Matsumoto Keita, Matsuhashi Nobuhisa, Takahashi Takao, Tanahashi Toshiyuki, Matsui Satoshi, Suetsugu Tomonari, Tajima Jesse Yu, Imai Takeharu, Imai Hisashi, Tanaka Yoshihiro, Yamaguchi Kazuya, Suzui Natsuko, Miyazaki Tatsuhiko, Yoshida Kazuhiro
Department of Surgical Oncology, Gifu University School of Medicine, Gifu, Gifu 501-1194, Japan.
Pathology Division, Gifu University School of Medicine, Gifu, Gifu 501-1194, Japan.
Mol Clin Oncol. 2018 Sep;9(3):305-309. doi: 10.3892/mco.2018.1667. Epub 2018 Jul 5.
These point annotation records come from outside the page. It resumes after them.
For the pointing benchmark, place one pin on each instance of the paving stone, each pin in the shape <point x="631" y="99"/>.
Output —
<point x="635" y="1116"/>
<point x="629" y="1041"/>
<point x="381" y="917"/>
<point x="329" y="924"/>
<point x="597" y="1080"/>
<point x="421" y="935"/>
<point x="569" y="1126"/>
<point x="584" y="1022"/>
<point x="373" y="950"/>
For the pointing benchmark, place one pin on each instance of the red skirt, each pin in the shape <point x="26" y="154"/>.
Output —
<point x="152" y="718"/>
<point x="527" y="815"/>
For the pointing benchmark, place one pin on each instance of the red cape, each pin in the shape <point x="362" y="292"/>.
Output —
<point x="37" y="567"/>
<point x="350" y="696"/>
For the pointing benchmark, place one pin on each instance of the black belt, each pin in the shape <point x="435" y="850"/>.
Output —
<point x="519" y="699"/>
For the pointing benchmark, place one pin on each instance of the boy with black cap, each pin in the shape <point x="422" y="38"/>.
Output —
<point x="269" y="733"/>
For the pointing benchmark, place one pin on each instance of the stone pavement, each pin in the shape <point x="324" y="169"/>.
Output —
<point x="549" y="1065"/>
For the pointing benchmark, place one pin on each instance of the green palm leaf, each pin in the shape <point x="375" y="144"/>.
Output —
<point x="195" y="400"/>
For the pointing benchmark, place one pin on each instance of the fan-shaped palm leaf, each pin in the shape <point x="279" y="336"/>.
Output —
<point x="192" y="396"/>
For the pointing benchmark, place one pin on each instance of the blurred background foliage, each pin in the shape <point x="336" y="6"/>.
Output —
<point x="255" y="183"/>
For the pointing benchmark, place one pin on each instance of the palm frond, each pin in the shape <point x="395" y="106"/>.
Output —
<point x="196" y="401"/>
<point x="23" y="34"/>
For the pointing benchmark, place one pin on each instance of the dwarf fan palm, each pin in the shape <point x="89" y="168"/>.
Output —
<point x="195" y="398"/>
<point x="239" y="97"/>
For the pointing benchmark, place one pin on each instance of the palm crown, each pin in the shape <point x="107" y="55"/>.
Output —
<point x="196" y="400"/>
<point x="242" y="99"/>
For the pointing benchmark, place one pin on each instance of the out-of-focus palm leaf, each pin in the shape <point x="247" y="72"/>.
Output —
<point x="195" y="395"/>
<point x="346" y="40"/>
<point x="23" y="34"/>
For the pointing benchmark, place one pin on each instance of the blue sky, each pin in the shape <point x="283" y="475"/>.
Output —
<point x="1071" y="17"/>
We herein report a case of local recurrence of T1a rectal cancer following radical endoscopic mucosal resection (EMR). A 63-year-old man underwent EMR for a 0-IIa lesion of the Ra portion of the rectum. The findings on pathological examination were tub1, T1a (SM1, 420 µm), ly0 and v0, and the EMR had been considered a transitional procedure. Colonoscopy performed 26 months after EMR revealed a submucosal tumor (SMT) near the EMR scar in the left wall of the Ra portion of the rectum. An abdominal enhanced computed tomography scan revealed infiltration of the thickness of the wall with limited extramural extension, and a lymph node 10 mm in diameter. Endoscopic ultrasound-guided fine-needle aspiration also indicated a SMT on the left side of the Ra portion of the rectum that extended from the submucosal layer to beyond the serosal layer, and a lymph node sized 17×11 mm to the left of the Ra portion near the oral side 2 cm from the SMT. The pathological findings confirmed the SMT to be an adenocarcinoma with a metastatic lymph node. Local and lymph node recurrence of rectal cancer following radical EMR was diagnosed, and laparoscopic ultra-low anterior resection, D3 lymph node dissection and a diverting ileostomy were performed. The pathological findings of the excised specimen were T3 (A/SS), ly0, v3, PN1b, pPM0, pDM0, pRM0 (100 µm) and pN0 (0/15). XELOX therapy was administered for 6 months postoperatively as adjuvant chemotherapy, and there has been no recurrence during the first 12 months of follow-up.
我们在此报告1例T1a期直肠癌在内镜下黏膜切除术(EMR)根治术后局部复发的病例。一名63岁男性因直肠Ra段0-IIa期病变接受了EMR。病理检查结果为tub1、T1a(SM1,420 µm)、ly0和v0,该EMR被视为过渡性手术。EMR术后26个月进行的结肠镜检查显示,在直肠Ra段左壁EMR瘢痕附近有一个黏膜下肿瘤(SMT)。腹部增强计算机断层扫描显示肠壁厚度有浸润,壁外延伸有限,还有一个直径10 mm的淋巴结。内镜超声引导下细针穿刺也提示直肠Ra段左侧有一个从黏膜下层延伸至浆膜层以外的SMT,在距SMT 2 cm的Ra段近口侧左侧有一个大小为17×11 mm的淋巴结。病理结果证实该SMT为伴有转移淋巴结的腺癌。诊断为直肠癌在EMR根治术后出现局部和淋巴结复发,遂行腹腔镜超低位前切除术、D3淋巴结清扫术及转流性回肠造口术。切除标本的病理结果为T3(A/SS)、ly0、v3、PN1b、pPM0、pDM0、pRM0(100 µm)和pN0(0/15)。术后给予XELOX方案辅助化疗6个月,随访的前12个月无复发。